Em 2025, o Brasil registrou mais de 128 mil internações de crianças e adolescentes de até 14 anos devido a acidentes evitáveis, tendo quedas e queimaduras como os principais motivos dos atendimentos de emergência no país, segundo levantamento do Projeto Criança Segura com base em estatísticas do DataSUS.
As quedas representaram o maior volume de ocorrências, somando mais de 55 mil casos (43,4% do total analisado). Já as queimaduras responderam por mais de 25 mil hospitalizações, o que equivale a 19,6% das causas na faixa etária até 14 anos.
Os números foram apurados pela ONG Aldeias Infantis SOS a partir do sistema público de saúde. Ao todo, a rede hospitalar brasileira teve 1,6 milhão de pacientes de todas as idades internados por acidentes em 2025, sendo que o público infantojuvenil correspondeu a 9,7% dessas notificações.
Com uma média mensal de 10,7 mil hospitalizações de menores, o estado de São Paulo liderou em dados absolutos com 19.837 registros (15,4%), seguido por Minas Gerais, com 12.183 (9,5%), e Paraná, com 10.708 (8,3%). Sergipe anotou a menor incidência absoluta, com 297 atendimentos.
Na análise proporcional à população, a taxa mais elevada ocorreu no Pará, com 120 hospitalizações para cada 100 mil habitantes. Tocantins (113) e Maranhão (102) também figuram no topo da lista. Na ponta oposta, Sergipe registrou a menor taxa proporcional, com apenas 13 casos por 100 mil.
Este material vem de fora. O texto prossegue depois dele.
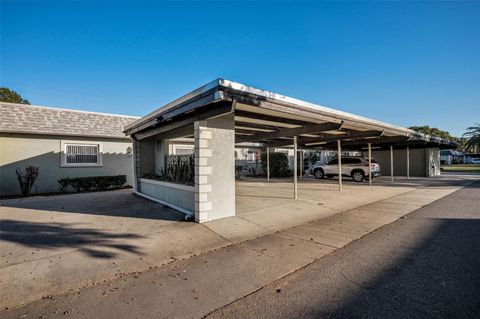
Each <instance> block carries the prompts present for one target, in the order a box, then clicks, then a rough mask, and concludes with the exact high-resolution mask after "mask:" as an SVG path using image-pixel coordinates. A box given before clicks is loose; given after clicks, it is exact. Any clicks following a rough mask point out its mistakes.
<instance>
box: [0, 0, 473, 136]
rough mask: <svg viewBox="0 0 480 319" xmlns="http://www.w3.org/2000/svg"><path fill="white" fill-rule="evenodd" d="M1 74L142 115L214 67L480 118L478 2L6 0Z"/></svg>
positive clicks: (356, 112)
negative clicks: (82, 1)
mask: <svg viewBox="0 0 480 319" xmlns="http://www.w3.org/2000/svg"><path fill="white" fill-rule="evenodd" d="M0 72H1V73H0V75H1V85H2V86H6V87H9V88H11V89H13V90H16V91H18V92H19V93H21V94H22V95H23V96H24V97H25V98H28V99H29V100H30V102H31V103H32V104H38V105H47V106H57V107H65V108H75V109H82V110H90V111H98V112H110V113H119V114H130V115H144V114H146V113H148V112H150V111H152V110H153V109H155V108H157V107H159V106H161V105H163V104H165V103H167V102H169V101H170V100H172V99H174V98H177V97H179V96H180V95H182V94H183V93H186V92H188V91H190V90H192V89H194V88H196V87H198V86H200V85H202V84H204V83H206V82H209V81H211V80H213V79H215V78H218V77H223V78H226V79H230V80H233V81H237V82H242V83H245V84H248V85H252V86H255V87H258V88H262V89H267V90H271V91H274V92H277V93H281V94H285V95H289V96H292V97H296V98H300V99H303V100H307V101H311V102H316V103H319V104H322V105H325V106H330V107H334V108H338V109H340V110H343V111H347V112H352V113H355V114H359V115H364V116H367V117H372V118H375V119H379V120H383V121H386V122H390V123H393V124H398V125H402V126H410V125H423V124H428V125H430V126H437V127H439V128H442V129H446V130H448V131H450V132H451V133H452V134H454V135H461V134H462V133H463V132H464V129H465V128H466V127H467V126H469V125H472V124H473V123H474V122H480V2H459V1H453V2H404V3H400V2H317V3H313V2H305V3H298V2H297V3H285V2H282V3H273V2H264V3H255V2H246V3H232V2H229V3H220V2H215V3H200V2H190V3H161V2H140V3H133V2H132V3H131V2H117V3H114V2H101V3H97V2H74V3H73V2H51V3H48V2H33V3H27V2H5V1H2V3H1V69H0Z"/></svg>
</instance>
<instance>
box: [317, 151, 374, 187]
mask: <svg viewBox="0 0 480 319" xmlns="http://www.w3.org/2000/svg"><path fill="white" fill-rule="evenodd" d="M310 173H311V174H312V175H313V176H315V178H324V177H327V178H331V177H333V176H338V159H337V158H335V159H332V160H331V161H329V162H328V163H327V164H324V163H321V162H316V163H315V164H314V165H313V166H312V168H311V169H310ZM380 175H381V174H380V165H379V164H378V163H377V161H375V160H374V159H373V158H372V178H373V177H376V176H380ZM342 176H348V177H351V178H352V179H353V181H354V182H361V181H363V180H364V179H366V178H368V158H364V157H348V156H347V157H342Z"/></svg>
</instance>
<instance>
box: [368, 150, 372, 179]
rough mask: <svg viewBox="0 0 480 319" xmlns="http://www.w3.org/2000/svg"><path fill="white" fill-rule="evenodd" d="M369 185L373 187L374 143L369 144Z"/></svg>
mask: <svg viewBox="0 0 480 319" xmlns="http://www.w3.org/2000/svg"><path fill="white" fill-rule="evenodd" d="M368 183H369V184H370V186H372V143H368Z"/></svg>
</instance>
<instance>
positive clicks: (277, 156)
mask: <svg viewBox="0 0 480 319" xmlns="http://www.w3.org/2000/svg"><path fill="white" fill-rule="evenodd" d="M269 157H270V177H287V176H292V170H291V169H290V167H289V165H288V155H287V154H285V153H280V152H279V153H276V152H270V156H269ZM262 168H263V171H264V172H265V174H266V173H267V153H265V152H264V153H262Z"/></svg>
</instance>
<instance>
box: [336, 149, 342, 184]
mask: <svg viewBox="0 0 480 319" xmlns="http://www.w3.org/2000/svg"><path fill="white" fill-rule="evenodd" d="M337 152H338V190H339V191H342V190H343V186H342V146H341V145H340V140H338V141H337Z"/></svg>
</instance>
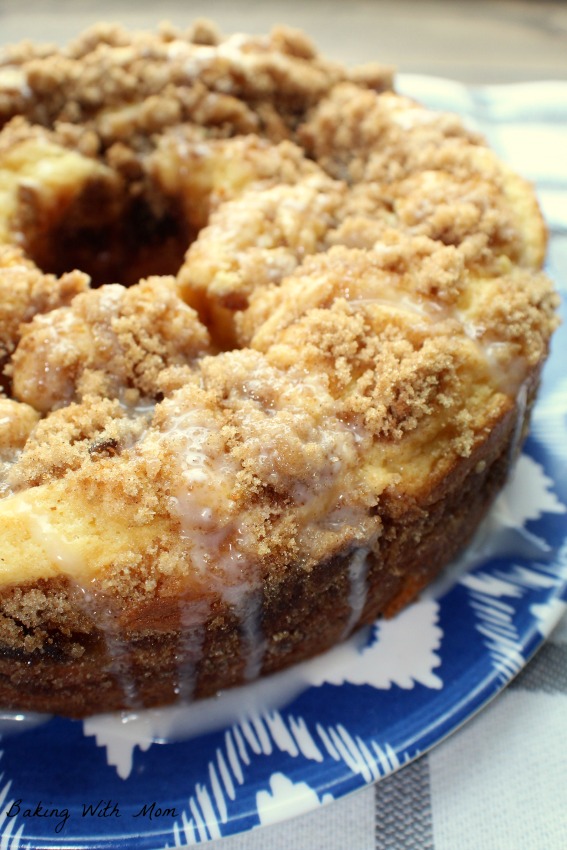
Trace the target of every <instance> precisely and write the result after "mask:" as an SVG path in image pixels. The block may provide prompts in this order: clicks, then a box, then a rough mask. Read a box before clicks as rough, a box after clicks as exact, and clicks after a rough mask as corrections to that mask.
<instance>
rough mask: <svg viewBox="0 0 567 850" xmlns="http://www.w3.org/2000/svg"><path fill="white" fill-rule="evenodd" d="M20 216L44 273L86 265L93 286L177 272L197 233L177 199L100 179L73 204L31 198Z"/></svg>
mask: <svg viewBox="0 0 567 850" xmlns="http://www.w3.org/2000/svg"><path fill="white" fill-rule="evenodd" d="M20 200H22V199H20ZM19 218H20V220H19V222H18V227H17V230H18V231H19V233H20V234H21V235H20V239H21V241H22V242H23V248H24V250H25V252H26V253H27V255H28V256H29V257H30V259H32V260H33V261H34V262H35V264H36V265H37V266H38V267H39V268H40V269H41V270H42V271H43V272H45V273H52V274H55V275H58V276H59V275H62V274H64V273H65V272H69V271H72V270H73V269H80V270H81V271H83V272H86V274H88V275H89V276H90V277H91V280H92V285H93V287H98V286H101V285H103V284H107V283H121V284H123V285H124V286H132V285H133V284H135V283H137V282H138V281H139V280H141V279H142V278H144V277H148V276H150V275H176V274H177V272H178V271H179V269H180V267H181V265H182V263H183V260H184V256H185V252H186V250H187V248H188V246H189V244H190V243H191V242H192V241H193V240H194V238H195V236H196V231H195V229H194V228H191V227H190V226H189V225H188V224H187V222H186V221H185V219H184V216H183V215H182V214H181V212H180V210H179V209H178V206H177V204H176V201H175V199H171V198H165V197H163V196H159V195H157V193H156V194H153V195H152V194H151V193H149V192H148V193H147V195H144V194H141V193H140V194H136V193H135V192H133V190H132V188H131V189H130V190H127V191H126V192H124V191H122V192H121V193H120V194H116V193H115V192H112V191H111V190H110V189H109V187H108V186H107V185H104V184H102V185H101V184H100V183H99V184H96V183H95V184H92V185H87V186H86V187H85V188H84V189H83V191H82V192H81V193H80V194H79V195H78V196H77V197H75V198H74V199H73V201H72V202H71V203H70V204H68V203H65V199H64V198H61V199H58V204H57V205H54V204H51V206H50V207H49V208H48V209H46V208H45V207H41V205H40V202H39V201H37V200H36V199H35V198H33V197H29V198H27V199H25V203H24V204H21V205H20V216H19Z"/></svg>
"Os resultados demonstram que quedas, queimaduras, sinistros de trânsito, intoxicações, sufocações e afogamentos continuam figurando entre as principais causas de internação infantil no Brasil. Investir em ambientes seguros, educação preventiva e fortalecimento de políticas públicas significa reduzir hospitalizações, sequelas permanentes e óbitos evitáveis", destaca o relatório.
Outras causas acidentais e crescimento contínuo
Os sinistros de trânsito ocupam o terceiro lugar com 12,6 mil vítimas (9,9%), predominando entre jovens de 10 a 14 anos. Em seguida aparecem as intoxicações, com 4,2 mil ocorrências, afetando principalmente crianças de 1 a 4 anos.
Sufocações registraram 644 casos (0,5%), enquanto afogamentos somaram 261 ocorrências (0,2%), ambos concentrados na faixa de 1 a 4 anos. Acidentes com armas de fogo atingiram 70 crianças e adolescentes (0,1%).
A pesquisa aponta um crescimento contínuo de acidentes no triênio: alta de 2,2% em 2024 e de 5,4% em 2025, gerando um aumento consolidado de 7,7% no período. As intoxicações tiveram a alta mais expressiva (+19,7%), enquanto armas de fogo recuaram 13,6%.
Prevenção e atenção dos responsáveis
Especialistas da organização ressaltam que mais de 90% desses acidentes poderiam ser evitados com medidas preventivas. A desatenção de pais e cuidadores, provocada comumente pelo uso frequente de celulares, surge como um fator crítico para a escalada dos números.